A finales de 1979 en uno de mis habituales viajes a París, Delle Chiaie me llevó a la oficina de una agencia de comunicación gestionada por miembros de Forces Nouvelles, en la rue Malakov a dos pasos de la Avenue de la Grand Armée. Se estaba elaborando en aquel momento el primer número de la revista Confidentiel, subtitulada “política, estrategia, conflictos”. Se trataba de una revista de unas 100 páginas en formato holandés a dos columnas abundamentemente ilustrada y con una cuidada maquetación, dedicada al análisis político internacional. En una estancia de la oficina se situaba la redacción y los archivos de esta publicación que salió trimestralmente durante tres años en cuatro ediciones nacionales, francésa, italiana, española y argentina. Oficialmente la revista estaba publicada por el IREP, Instituto de Investigaciones y Estudios Políticos, presidido por Sixto Enrique de Borbón-Parma. En abril de 1980 salió el primer número de la edición española de la que yo era el responsable.

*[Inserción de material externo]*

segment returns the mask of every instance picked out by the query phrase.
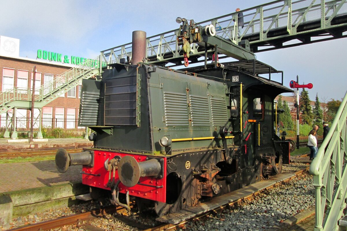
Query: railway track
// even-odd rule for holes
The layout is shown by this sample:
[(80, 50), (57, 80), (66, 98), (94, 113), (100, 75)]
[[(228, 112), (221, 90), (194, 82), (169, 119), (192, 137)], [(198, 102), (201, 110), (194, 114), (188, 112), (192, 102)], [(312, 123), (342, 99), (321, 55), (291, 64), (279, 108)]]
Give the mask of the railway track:
[[(64, 147), (68, 153), (74, 153), (82, 151), (83, 147)], [(28, 157), (35, 156), (45, 156), (56, 155), (59, 148), (40, 148), (40, 150), (28, 150), (18, 149), (16, 150), (2, 150), (0, 151), (0, 159), (11, 159), (16, 157)]]
[[(116, 207), (112, 206), (102, 210), (94, 210), (90, 212), (61, 217), (50, 221), (13, 229), (10, 230), (10, 231), (36, 231), (50, 230), (63, 227), (64, 225), (69, 225), (69, 227), (71, 227), (72, 225), (73, 227), (82, 228), (85, 230), (99, 231), (104, 230), (104, 229), (101, 229), (95, 225), (93, 225), (93, 223), (92, 222), (82, 222), (82, 221), (86, 220), (101, 219), (107, 215), (108, 216), (107, 220), (108, 222), (112, 222), (112, 219), (116, 219), (123, 222), (126, 224), (125, 225), (129, 225), (134, 228), (137, 228), (139, 230), (145, 230), (145, 231), (162, 231), (164, 230), (173, 230), (177, 228), (184, 227), (185, 224), (188, 222), (191, 222), (193, 221), (203, 219), (204, 217), (210, 215), (211, 213), (213, 214), (218, 213), (226, 208), (230, 208), (231, 206), (242, 201), (245, 200), (252, 200), (253, 198), (261, 193), (262, 192), (269, 190), (272, 188), (275, 187), (279, 185), (282, 184), (283, 182), (289, 181), (294, 178), (297, 177), (308, 171), (309, 168), (309, 166), (308, 166), (304, 168), (300, 169), (294, 173), (293, 174), (291, 174), (290, 176), (289, 177), (287, 176), (285, 177), (282, 180), (274, 182), (273, 183), (271, 184), (261, 188), (261, 190), (255, 192), (252, 192), (250, 193), (248, 191), (248, 193), (245, 193), (242, 195), (238, 196), (238, 198), (236, 200), (233, 200), (232, 201), (230, 201), (228, 203), (220, 205), (218, 206), (217, 207), (206, 211), (200, 214), (196, 214), (191, 218), (185, 220), (177, 224), (164, 223), (155, 227), (151, 227), (144, 224), (143, 223), (142, 223), (141, 221), (137, 221), (136, 219), (132, 219), (128, 218), (126, 215), (122, 215), (126, 214), (126, 212), (125, 212), (125, 210), (124, 208), (120, 207)], [(277, 177), (276, 177), (276, 178)], [(264, 182), (268, 181), (262, 181)], [(246, 190), (246, 192), (247, 192), (247, 190)], [(239, 193), (238, 193), (238, 194), (239, 194)], [(234, 196), (231, 196), (231, 198), (234, 198)], [(135, 203), (133, 203), (132, 207), (135, 205)], [(116, 215), (112, 215), (115, 213)], [(66, 229), (66, 228), (61, 228), (61, 229), (64, 230)]]

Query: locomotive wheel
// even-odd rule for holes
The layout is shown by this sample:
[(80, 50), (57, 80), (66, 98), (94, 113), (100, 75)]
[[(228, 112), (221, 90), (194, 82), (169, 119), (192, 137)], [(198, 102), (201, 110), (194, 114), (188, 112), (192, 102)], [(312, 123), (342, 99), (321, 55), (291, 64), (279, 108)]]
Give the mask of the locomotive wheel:
[(286, 141), (289, 141), (289, 151), (290, 152), (292, 152), (296, 148), (296, 144), (294, 140), (286, 140)]
[(263, 162), (260, 163), (260, 172), (261, 173), (262, 176), (263, 177), (266, 177), (266, 173), (265, 173), (265, 168), (264, 167), (264, 164)]
[(282, 173), (282, 166), (283, 166), (282, 159), (282, 156), (280, 156), (280, 158), (278, 163), (276, 164), (276, 167), (277, 167), (277, 169), (278, 169), (278, 174), (280, 174)]

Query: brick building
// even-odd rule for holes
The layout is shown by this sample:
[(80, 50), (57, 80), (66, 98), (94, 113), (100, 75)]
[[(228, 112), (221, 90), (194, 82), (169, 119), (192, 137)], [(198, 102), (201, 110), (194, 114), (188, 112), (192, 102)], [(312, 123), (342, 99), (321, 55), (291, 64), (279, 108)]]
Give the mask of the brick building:
[[(3, 38), (4, 36), (0, 37), (0, 42), (3, 41), (1, 40), (3, 40)], [(19, 44), (19, 40), (18, 42)], [(74, 66), (68, 64), (20, 57), (19, 57), (19, 51), (17, 54), (0, 53), (0, 94), (3, 96), (5, 92), (15, 89), (16, 92), (23, 95), (29, 92), (28, 89), (32, 89), (33, 85), (33, 70), (35, 66), (35, 89), (37, 90), (42, 85), (58, 84), (56, 80), (64, 77), (64, 72)], [(64, 129), (77, 127), (81, 87), (82, 85), (77, 85), (67, 92), (62, 93), (41, 109), (42, 124), (44, 127)], [(35, 90), (35, 94), (36, 92)], [(0, 101), (3, 100), (0, 97)], [(20, 128), (26, 127), (23, 130), (27, 129), (28, 121), (30, 120), (28, 119), (31, 116), (28, 109), (19, 106), (16, 110), (16, 117), (19, 118), (16, 123), (17, 127)], [(9, 114), (11, 116), (13, 112), (13, 110), (10, 109), (7, 113), (1, 114), (1, 127), (6, 126), (7, 114), (8, 117)], [(34, 115), (38, 114), (39, 115), (40, 112), (40, 110), (35, 109)]]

Hay situar esta iniciativa en el contexto que le era propio: la red de relaciones internacionales constituida en aquel momento era, ante todo, una red informal de relaciones basadas en experiencias y colaboraciones pasadas formada en torno a un grupo relativamente reducido de personas que mantenían lazos y vínculos comunes desde algo más de un década. No era solamente una estructura militante, sino también y sobre todo una red de relaciones informales que cristalizaba en determinados momentos y para determinadas acciones. Su gestación había sido larga y, en realidad, sumaba distintas redes.

En 1972 se estableció una especie de “comité de patronato”, lo que llamábamos “el presídium”, formado por cuatro “históricos”: el coronel SS Otto Skorzeny que había liberado a Mussolini de la prisión del Gran Sasso y tenido un papel relevante en las operaciones especiales del III Reich, Radu Ghenea exiliado rumano residente en España y jefe de la Guardia de Hierro Rumana, el comandante Junio Valerio Borghese, exiliado entonces en España después de verse obligado a emprender el camino del exilio tras un intento abortado de golpe de Estado en Italia y, finalmente, Leo Negrelli, antiguo embajador de la Italia fascista en Lisboa, residente en Madrid. Con estas cuatro personalidades lo que intentábamos era establecer un vínculo entre la “vieja generación” y la “nueva generación” de militantes.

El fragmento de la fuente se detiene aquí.